Emily McIntire
Scarred (Never After Series)
© Copyright 2021, 2022. SCARRED by Emily McIntire the moral rights of the author have been asserted
© О. Захватова, перевод на русский язык
© shutterstock.com
© ООО «Издательство АСТ», 2025
«You should see me in a crown» – Билли Айлиш
«Lovely» – Билли Айлиш, Халид
«Sucker for Pain» – Лил Уэйн, Уиз Халифа, Imagine Dragons, X Ambassadors, Logic, Ty Dolla $ign
«Human» – Кристина Перри
«Million Reasons» – Леди Гага
«Take Me to Church» – Хозиер
«Mad World» – Деми Ловато
«Everybody Wants to Rule the World» – Лорд
«Play with Fire» – Сэм Тиннез, Йот Мани
«This is Me» – Кила Сеттл и ансамбль The Greatest Showman
Посвящается всем чудакам.
Изгоям.
«Белым воронам».
Жертвам издевательств.
Отшельникам.
Надломленным душам.
Вы достойны.
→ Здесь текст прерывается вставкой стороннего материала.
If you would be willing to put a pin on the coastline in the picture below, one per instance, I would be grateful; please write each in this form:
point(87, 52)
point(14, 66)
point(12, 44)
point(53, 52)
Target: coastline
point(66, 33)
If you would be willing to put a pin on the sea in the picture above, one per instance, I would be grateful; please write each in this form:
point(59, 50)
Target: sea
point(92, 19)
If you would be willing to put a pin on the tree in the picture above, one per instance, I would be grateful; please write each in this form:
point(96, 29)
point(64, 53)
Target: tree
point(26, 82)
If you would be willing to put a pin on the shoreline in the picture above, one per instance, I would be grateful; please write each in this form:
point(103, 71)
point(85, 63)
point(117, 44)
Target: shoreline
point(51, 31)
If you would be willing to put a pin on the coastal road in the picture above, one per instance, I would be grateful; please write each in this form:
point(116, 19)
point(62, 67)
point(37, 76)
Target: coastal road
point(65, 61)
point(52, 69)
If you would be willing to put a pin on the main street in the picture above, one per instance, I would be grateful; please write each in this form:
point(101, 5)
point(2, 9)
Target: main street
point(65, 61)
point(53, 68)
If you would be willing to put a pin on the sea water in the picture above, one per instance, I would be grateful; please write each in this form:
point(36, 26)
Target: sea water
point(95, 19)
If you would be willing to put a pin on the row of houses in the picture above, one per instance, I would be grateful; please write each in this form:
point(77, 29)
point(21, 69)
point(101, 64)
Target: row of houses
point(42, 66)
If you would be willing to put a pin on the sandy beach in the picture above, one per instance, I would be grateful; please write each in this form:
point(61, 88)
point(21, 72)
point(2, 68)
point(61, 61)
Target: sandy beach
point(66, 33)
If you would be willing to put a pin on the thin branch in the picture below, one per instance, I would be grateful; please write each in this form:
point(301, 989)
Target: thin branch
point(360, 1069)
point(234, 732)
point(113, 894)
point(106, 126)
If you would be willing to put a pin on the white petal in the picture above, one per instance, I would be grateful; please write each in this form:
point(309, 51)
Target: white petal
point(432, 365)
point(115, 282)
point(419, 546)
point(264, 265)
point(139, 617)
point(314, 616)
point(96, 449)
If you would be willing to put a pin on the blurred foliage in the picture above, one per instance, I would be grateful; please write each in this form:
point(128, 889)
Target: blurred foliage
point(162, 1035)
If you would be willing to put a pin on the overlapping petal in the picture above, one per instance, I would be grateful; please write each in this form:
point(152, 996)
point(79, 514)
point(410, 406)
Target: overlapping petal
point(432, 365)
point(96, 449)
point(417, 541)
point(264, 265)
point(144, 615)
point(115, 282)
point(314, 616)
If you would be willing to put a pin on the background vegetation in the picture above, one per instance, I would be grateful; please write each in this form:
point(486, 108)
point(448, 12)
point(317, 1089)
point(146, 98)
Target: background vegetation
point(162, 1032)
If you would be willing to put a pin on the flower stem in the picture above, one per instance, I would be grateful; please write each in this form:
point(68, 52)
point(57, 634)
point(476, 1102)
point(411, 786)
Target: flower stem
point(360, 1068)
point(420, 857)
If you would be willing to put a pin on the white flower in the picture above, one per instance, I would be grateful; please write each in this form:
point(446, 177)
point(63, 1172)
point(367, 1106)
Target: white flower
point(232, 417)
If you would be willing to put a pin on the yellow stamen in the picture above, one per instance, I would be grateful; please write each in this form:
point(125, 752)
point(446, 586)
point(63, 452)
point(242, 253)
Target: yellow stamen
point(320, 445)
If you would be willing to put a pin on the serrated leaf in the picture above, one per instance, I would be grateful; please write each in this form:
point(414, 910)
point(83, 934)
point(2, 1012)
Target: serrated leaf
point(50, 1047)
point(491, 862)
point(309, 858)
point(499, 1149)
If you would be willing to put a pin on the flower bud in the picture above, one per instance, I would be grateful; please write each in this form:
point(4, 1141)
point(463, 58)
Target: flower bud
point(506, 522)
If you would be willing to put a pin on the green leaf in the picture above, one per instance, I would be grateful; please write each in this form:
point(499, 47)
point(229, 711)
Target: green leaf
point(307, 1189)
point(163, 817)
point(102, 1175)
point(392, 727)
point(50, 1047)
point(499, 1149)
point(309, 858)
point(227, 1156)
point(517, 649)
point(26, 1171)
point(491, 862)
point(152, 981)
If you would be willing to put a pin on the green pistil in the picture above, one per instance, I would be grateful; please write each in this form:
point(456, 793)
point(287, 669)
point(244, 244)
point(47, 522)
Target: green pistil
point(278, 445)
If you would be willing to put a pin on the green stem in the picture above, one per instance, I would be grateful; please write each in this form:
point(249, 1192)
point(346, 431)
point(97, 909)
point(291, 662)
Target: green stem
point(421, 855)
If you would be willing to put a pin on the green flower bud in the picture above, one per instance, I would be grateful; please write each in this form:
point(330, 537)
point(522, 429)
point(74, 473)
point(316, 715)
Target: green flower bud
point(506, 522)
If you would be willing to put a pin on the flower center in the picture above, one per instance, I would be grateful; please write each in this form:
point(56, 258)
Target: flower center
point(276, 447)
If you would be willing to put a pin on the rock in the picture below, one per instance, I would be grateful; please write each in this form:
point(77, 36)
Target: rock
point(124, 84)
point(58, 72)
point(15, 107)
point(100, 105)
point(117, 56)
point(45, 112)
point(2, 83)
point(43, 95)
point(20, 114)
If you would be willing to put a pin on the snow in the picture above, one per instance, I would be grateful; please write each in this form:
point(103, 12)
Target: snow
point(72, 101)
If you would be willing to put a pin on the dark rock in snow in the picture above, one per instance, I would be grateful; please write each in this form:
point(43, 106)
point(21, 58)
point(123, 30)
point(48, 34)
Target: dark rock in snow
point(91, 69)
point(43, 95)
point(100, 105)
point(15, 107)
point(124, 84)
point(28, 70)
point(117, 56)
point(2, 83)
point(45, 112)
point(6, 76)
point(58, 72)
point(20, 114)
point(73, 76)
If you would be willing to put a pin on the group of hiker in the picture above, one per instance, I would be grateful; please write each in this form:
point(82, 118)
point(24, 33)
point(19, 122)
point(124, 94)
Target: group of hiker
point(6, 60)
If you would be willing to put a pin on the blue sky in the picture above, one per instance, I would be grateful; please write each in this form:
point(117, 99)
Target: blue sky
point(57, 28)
Вы – воины.
«Принц со шрамом» – книга в современном жанре темной романтики, сказка для взрослых с отсылкой на известное произведение.
Это не фэнтези и не пересказ.
Главный герой романа – злодей. Если вы ищете книгу без сцен жестокости, данное произведение вам не подойдет.
«Принц со шрамом» содержит откровенные сцены сексуального характера и другой контент, неприемлемый для некоторых категорий читателей. Настоятельно рекомендую проявлять бдительность. Мой совет: не прибегать к спойлерам, но если все-таки вам интересно узнать подробности, тогда воспользуйтесь сайтом EmilyMcIntire.com.
Не верь дневному свету,
Не верь звезде ночей,
Не верь, что правда где-то,
Но верь любви моей[1].
Уильям Шекспир, «Гамлет»
Преданность.
Одно слово. Три слога. Одиннадцать букв.
Ноль смысла.
Хотя, если послушать нескончаемые тирады моего брата, волей-неволей подумаешь, что верность струится по его жилам быстрее, чем кровь, скрепляющая наши души.
Тому доказательство – придворные сплетни.
«Принц Майкл станет славным королем».
«Даже не сомневаюсь: он сохранит и упрочит наследие своего отца».
Нечто вязкое и колючее жалит мне горло; взгляд мечется между пламенем, ревущим в камине в другом конце зала, и масляной лампой в центре стола – того самого, за которым расположились члены Тайного совета. Полдюжины лиц без следа скорби.
Сердце щемит в груди.
– Видимость – важнейшее правило жизни, сир, и ради нее порой приходится идти на жертвы, – рассуждает Ксандер, в прошлом советник моего отца, а в нынешнем – брата. Он продолжает, приковав взгляд к Майклу: – Ни для кого не секрет, что вы отличаетесь… изрядным аппетитом – это столь же очевидно, сколь и мирная кончина вашего батюшки на собственном ложе.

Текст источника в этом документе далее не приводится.